Abstract

Anteromedial thigh flaps are far less clinically appealing than their anterolateral counterparts, and are occasionally considered as an alternative to the anterolateral thigh flap. Herein, we report the study of soft-tissue defects reconstruction in the knee using a distally based anteromedial thigh flap pedicled on the rectus femoris branch of the descending branch of the lateral circumflex femoral artery. Between July 2008 and September 2016, a distally based anteromedial thigh flap was used to reconstruct soft-tissue defects of the knee in 5 patients (3 males, 2 females; age range at surgery 4-55 years old).

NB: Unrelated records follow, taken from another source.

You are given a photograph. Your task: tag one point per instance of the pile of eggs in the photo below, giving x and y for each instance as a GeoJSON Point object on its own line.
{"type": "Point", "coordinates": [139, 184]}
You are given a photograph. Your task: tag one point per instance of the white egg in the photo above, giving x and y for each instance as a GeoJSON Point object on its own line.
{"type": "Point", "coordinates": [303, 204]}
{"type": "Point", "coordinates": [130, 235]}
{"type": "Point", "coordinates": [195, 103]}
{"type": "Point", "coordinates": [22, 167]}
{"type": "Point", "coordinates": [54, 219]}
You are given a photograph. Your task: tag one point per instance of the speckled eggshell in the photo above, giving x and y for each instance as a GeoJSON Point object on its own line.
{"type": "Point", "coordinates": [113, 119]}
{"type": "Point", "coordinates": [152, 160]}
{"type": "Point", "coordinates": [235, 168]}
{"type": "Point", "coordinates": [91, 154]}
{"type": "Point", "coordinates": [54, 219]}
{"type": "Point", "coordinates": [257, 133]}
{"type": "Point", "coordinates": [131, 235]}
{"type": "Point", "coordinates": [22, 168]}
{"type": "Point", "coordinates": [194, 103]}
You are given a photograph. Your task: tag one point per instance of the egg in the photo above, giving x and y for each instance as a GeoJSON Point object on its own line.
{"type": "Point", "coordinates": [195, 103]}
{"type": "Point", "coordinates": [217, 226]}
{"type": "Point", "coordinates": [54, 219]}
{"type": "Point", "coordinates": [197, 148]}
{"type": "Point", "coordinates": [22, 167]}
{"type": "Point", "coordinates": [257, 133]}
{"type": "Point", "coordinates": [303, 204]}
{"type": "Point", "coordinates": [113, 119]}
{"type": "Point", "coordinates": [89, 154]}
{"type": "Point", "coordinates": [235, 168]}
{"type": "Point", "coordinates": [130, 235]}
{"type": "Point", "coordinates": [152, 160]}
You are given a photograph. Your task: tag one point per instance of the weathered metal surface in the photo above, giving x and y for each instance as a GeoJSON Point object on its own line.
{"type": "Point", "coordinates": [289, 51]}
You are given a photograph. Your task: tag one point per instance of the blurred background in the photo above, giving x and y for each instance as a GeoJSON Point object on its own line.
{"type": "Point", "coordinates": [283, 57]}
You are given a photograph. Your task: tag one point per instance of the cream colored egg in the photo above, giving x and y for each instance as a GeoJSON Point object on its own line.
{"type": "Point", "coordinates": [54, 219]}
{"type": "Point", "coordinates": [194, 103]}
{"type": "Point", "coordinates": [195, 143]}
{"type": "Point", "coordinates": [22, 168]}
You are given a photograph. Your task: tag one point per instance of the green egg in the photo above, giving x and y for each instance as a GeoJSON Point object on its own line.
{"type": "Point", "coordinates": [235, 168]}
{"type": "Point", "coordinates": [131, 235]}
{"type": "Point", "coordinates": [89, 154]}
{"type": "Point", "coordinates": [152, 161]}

The perforating vessels supplying anteromedial thigh were derived from the rectus femoris branch of the lateral circumflex femoral artery. The rectus femoris branch shared a common trunk with the descending branches of the lateral circumflex femoral artery. Defect etiologies included malignant neoplasms in 2 cases and post-burn scar contracture in the remaining 3 cases. The average flap size was 19.6 × 9.2 cm (range: 15-24 × 6-12 cm). There was no flap loss. Postoperative muscle weakness occurred in one case. The average follow-up time was 17.8 months (range: 5-36 months). No recurrence of tumor or scar contracture was noted. Distally based anteromedial thigh flaps pedicled on the rectus femoris branch of the descending branch of the lateral circumflex femoral artery may serve as an alternative option to the distally based anterolateral thigh flap for soft-tissue defect reconstruction of the knee.